Normalement au Samu les gardes durent 24 heures, de neuf heures à neuf heures le lendemain. Mais j’ai beaucoup de chance parce que mes chefs savent que j’ai des stages obligatoires le matin, ils me permettent donc d’arriver à 14 heures, c’est-à-dire après nos stages et de partir un peu plus tôt pour arriver à l’heure au stage qui commence à 9 heures. Du coup j’ai un emploi du temps surchargé car les cours de médecine ont lieu l’après-midi. Ma moyenne de sommeil est passée à environ quatre heures par nuit. Quand je travaille et que je ne peux pas être en cours, mes collègues prennent les cours pour moi, il y a une très forte solidarité étudiante.
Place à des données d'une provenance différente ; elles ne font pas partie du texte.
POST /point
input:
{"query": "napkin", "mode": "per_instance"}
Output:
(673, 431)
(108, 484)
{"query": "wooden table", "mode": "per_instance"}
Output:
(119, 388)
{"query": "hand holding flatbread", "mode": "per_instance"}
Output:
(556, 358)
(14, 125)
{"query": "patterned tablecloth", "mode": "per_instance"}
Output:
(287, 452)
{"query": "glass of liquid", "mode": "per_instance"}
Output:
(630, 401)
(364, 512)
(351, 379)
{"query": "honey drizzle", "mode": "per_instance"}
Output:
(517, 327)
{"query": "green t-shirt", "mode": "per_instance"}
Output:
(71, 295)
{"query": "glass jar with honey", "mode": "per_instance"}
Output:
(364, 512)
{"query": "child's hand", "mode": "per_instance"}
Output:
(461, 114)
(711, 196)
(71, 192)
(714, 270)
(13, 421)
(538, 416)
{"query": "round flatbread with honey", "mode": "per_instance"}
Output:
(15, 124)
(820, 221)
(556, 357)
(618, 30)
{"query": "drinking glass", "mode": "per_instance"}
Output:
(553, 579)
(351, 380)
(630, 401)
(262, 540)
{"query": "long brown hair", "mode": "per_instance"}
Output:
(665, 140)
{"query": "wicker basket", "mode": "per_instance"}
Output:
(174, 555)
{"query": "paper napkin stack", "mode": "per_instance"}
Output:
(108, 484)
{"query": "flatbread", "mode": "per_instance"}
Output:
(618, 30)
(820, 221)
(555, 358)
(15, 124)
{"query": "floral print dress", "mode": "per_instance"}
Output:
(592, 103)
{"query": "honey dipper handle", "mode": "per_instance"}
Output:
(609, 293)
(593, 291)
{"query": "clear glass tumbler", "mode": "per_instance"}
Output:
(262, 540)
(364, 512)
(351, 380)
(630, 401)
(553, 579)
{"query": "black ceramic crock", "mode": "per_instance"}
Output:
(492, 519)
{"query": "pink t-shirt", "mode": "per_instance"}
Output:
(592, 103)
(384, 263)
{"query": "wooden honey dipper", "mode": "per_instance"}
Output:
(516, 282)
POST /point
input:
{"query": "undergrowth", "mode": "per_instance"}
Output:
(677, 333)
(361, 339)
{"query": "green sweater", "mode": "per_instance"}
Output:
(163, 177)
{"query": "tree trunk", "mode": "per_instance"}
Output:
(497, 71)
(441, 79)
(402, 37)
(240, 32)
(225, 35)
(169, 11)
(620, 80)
On néglige le travail que nous produisons
Quand certains candidats à l’élection présidentielle parlent des études gratuites et donc du "devoir des étudiants en médecine vis-à-vis de l’Etat", je trouve que l’on néglige le travail que nous produisons. Je serais curieux de voir le coût de la formation des doctorants en physique par exemple. D’autant qu’il y a peu de laboratoires en France et qu’ils sont nombreux à devoir partir à l’étranger. On est en milieu hospitalier dès la troisième année, on fait des gardes… Et pour pas grand chose ! On a une mission de service publique, c’est vrai. On est bien conscients que l’on ne peut exiger qu’il y ait un médecin à moins de 20 minutes dans certaines zones, mais la coercition à l’installation n’est pas une méthode pertinente.
On m’a beaucoup parlé du CESP (Contrat d’engagement de service public), notamment à cause de mes jobs à côté, mais j’ai un peu du mal avec cette idée. Il s’agit, lors de nos études, d’être payé 1200 euros bruts par mois pendant une certaine période. En contrepartie on s’engage à aller travailler en zone sous-dotée pendant la durée de cette période. On nous oblige aussi à choisir notre spécialité dans une liste que l’on ne connait pas à l’avance. Exercer en zone désertique, ce n’est pas cela qui me pose problème, en revanche, la spécialité c’est très important. Je veux être urgentiste. Et pour moi, faire autre chose serait un drame."